Once again Christmas time has come and gone and the only thing left from the glimmering paper and pretty bows are the seemingly meaningless presents that our parents stuffed under our trees. Is it just me or does someboby else out there feel that Christmas just isn't what it used to be? Just last year I couldn't get enough of Christmas music and all the predictable elements that Christmas brings along with it. I lived for Christmas shopping and wanting to buy things that made other people happy. This year, it seems all of that has passed us by. Maybe it has something to do with the fact that we're all just growing up, but 17 still seems a little young to lose ones sense of a childhood. Maybe it was because I didn't really have time for anything; I worked 43+ hours the week preceeding Christmas. I really just can't tell what the actual reason is, but I miss the good ol' childhood days; waking up at 6 AM to see what Santa Brought you, remembering at the last minute that you better leave Mr. Claus some milk and cookies, blasting Christmas music while you decorate your house in all of the Christmas decorations. Houses and families look so perfect around Christmas. It's a shame our society has become so materialistic as a whole. I'll be the first to admit that I'm guilty as charged; I love getting presents and I got ticked at my parents when they bought me ugly sweaters from The Gap.

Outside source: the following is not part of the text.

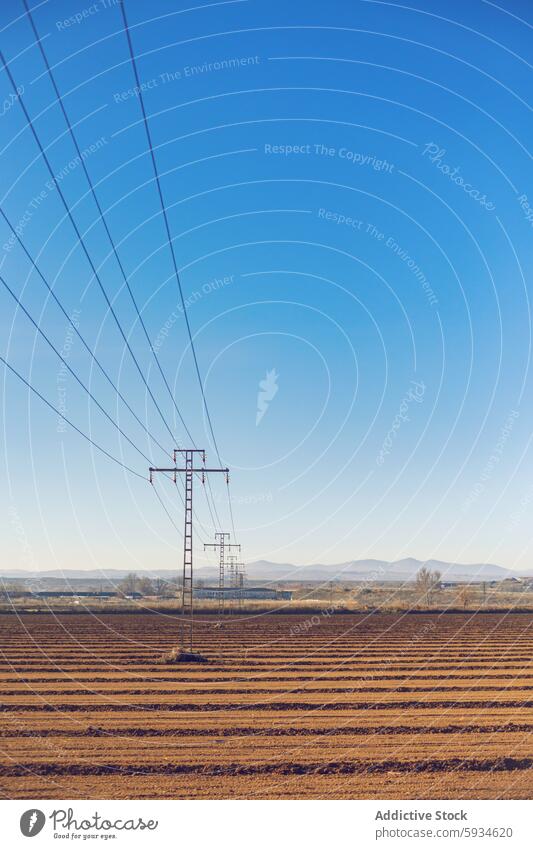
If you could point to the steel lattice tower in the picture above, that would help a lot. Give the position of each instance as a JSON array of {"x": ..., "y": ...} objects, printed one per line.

I'm going to blame Mother Nature for this one. Look at it outside! It's absolutley freezing and what do we have to show for it? Nothing. Nothing at all. There is hardly any trace of snow anywhere. If we at least have to endure the chill factors and gusts of wind cold enough to freeze your eyeballs, there should at least be enough snow to build a decent igloo or a family of snowmen.
I'm also willing to attest to the fact that I do miss my family. I feel like I'm missing out on so much by not seeing them and talking to them every day. Yeah, it has it's perks, but it's still kind of depressing. My mom is expecting me to move to Springboro right after I graduate, but I don't think that I can do that without becoming a hermit. This is the last summer I'm really going to have with the vast majority of my friends. Cincinnati is far enough from Wadsworth as it is (4+hours), but Cranston is probably going to end up in Texas which seems like it's a whole world away. We all promise each other that we'll visit and remain in touch, but how likely is that to happen? Everyone is going to make new friends, get boyfriends, and be caught up in the elements of campus life and will we really have all the time that we're planning to have for one another? Sometimes I rethink my decisions about the University of Cincinnati and just want to stay here, but I know that won't be any good for me either. Kinel speaks of transferring to UC after her first year at Kent State, and as much as I would LOVE for her, or any of my friends really, to come be at UC with me, I'm not so sure it'll really happen. Her parents, for one stupid reason or another, are opposed to her going anywhere that isn't less than an hour from them. I guess I can't say I blame them, but you have to let go sometime I suppose. Plus, Kinel wants to go into fashion design and the University of Cincinnati is only ranked like 2nd in the WORLD. They should be pushing her there like there was no tomorrow. On a brigher note, yesterday Sam Ault told me that she was applying to UC. That makes me happy, she's pretty awesome and we go way back.